DAS  ERBE  DER  HABSBURGER

Weniger Korruption und mehr Vertrauen in die Verwaltung

von Rainer Sommer (Telepolis/Heise, 09.06.2011)

Noch heute erinnert man sich in Norditalien wehmütig an die für frühere Zeiten eher ungewöhnliche Effizienz und Fairness der habsburgischen Verwaltung. Nun haben die Ökonomen Sascha O. Becker und Ludger Woessmann für fünf der 17 Nachfolgestaaten der Donaumonarchie (Polen, Ukraine, Rumänien, Serbien, Montenegro), die heute auch Gebiete umfassen, die nie unter der Herrschaft der Habsburger standen, untersucht, ob heute noch immer Nachwirkungen davon zu finden sind.

Die Frage war, ob am Verhalten bzw. an der erhobenen Einstellung der Bevölkerung noch immer zu bemerken sei, unter welcher Bürokratie die jeweiligen Landesteile einst gestanden hatten, obwohl diese Länder seit fast hundert Jahren unter einheitlicher nicht-habsburgischer Verwaltung stehen. Tatsächlich zeigen die Unternehmen und Konsumenten in den früheren Habsburger-Gebieten ein deutlich höheres Vertrauen in Polizei und Gerichtsbarkeit als in den Landstrichen, die früher von türkischen oder russischen Behörden verwaltet wurden.

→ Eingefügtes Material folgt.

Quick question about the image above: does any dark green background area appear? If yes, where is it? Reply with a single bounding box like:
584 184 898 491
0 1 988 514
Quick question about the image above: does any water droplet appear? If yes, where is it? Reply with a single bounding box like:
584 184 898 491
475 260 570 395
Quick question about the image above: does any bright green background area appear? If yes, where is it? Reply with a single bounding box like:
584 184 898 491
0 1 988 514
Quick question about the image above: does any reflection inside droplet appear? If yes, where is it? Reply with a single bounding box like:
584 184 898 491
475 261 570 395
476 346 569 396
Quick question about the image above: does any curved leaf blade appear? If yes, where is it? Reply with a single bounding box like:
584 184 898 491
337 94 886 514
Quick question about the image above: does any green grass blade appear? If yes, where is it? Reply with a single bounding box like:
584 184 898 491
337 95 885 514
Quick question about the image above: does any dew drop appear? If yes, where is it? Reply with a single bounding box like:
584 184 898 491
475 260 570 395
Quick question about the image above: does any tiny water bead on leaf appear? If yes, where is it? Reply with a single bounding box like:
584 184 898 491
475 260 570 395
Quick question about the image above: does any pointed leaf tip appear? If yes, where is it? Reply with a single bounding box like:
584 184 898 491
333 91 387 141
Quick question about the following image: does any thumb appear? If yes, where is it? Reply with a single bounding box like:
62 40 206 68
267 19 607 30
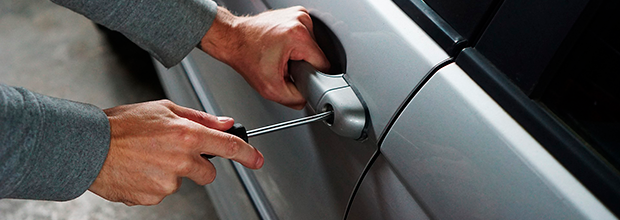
170 104 235 131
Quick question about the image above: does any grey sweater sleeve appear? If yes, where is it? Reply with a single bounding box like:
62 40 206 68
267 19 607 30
52 0 217 68
0 84 110 201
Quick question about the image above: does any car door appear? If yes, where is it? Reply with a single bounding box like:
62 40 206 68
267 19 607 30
348 0 620 219
160 0 448 219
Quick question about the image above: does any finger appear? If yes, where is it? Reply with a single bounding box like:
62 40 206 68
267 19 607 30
170 105 235 131
282 81 306 110
199 129 263 169
289 38 330 72
297 12 315 39
184 155 216 186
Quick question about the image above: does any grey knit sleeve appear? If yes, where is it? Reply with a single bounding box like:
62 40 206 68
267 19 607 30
0 84 110 201
52 0 217 68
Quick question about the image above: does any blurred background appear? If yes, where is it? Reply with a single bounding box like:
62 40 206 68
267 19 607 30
0 0 217 220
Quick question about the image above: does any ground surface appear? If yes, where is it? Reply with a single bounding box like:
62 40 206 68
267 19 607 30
0 0 216 220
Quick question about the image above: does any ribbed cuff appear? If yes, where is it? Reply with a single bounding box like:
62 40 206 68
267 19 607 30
3 88 110 201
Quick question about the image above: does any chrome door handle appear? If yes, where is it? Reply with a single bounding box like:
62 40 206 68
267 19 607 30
289 61 366 140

Demnach hätten sich in der Habsburgerzeit kulturelle Normen herausgebildet, die bis heute wirksam sind und in Hinsicht auf Korruption und das Vertrauen in die Verwaltung deutliche Auffassungsunterschiede bewirken. Auch wenn man es angesichts der zuletzt in Österreich bekannt gewordenen Korruptionsvorfälle nicht glauben mag: Diese "mentalen" Unterschiede äußern sich noch heute "real", beispielsweise in dem Ausmaß, in dem für lokale öffentliche Dienstleistungen Bestechungsgelder bezahlt werden müssen. Interessant ist, dass sich diese Unterschiede unabhängig davon ergaben, wie lange die habsburgische Verwaltung jeweils wirken konnte.

Darüber hinaus erstreckten sich die Unterschiede jedoch nicht auf das Vertrauen, das die Menschen sich untereinander oder den zentralen Machtzentren wie Regierung und Parlament entgegen brachten. Daraus schließen die Forscher, dass tatsächlich allein der einstige Kontakt zu den lokalen Behörden für dieses nachhaltig wirksame Phänomen verantwortlich ist. Das wirke sich in den jeweiligen Regionen zudem auch auf das tatsächliche Verhalten der lokalen Behörden aus. Für Investoren mit starker Abneigung gegenüber behördlichen Korruptionsanforderungen könnte es folglich hilfreich sein, sich eher auf der einstigen Habsburger-Seite anzusiedeln.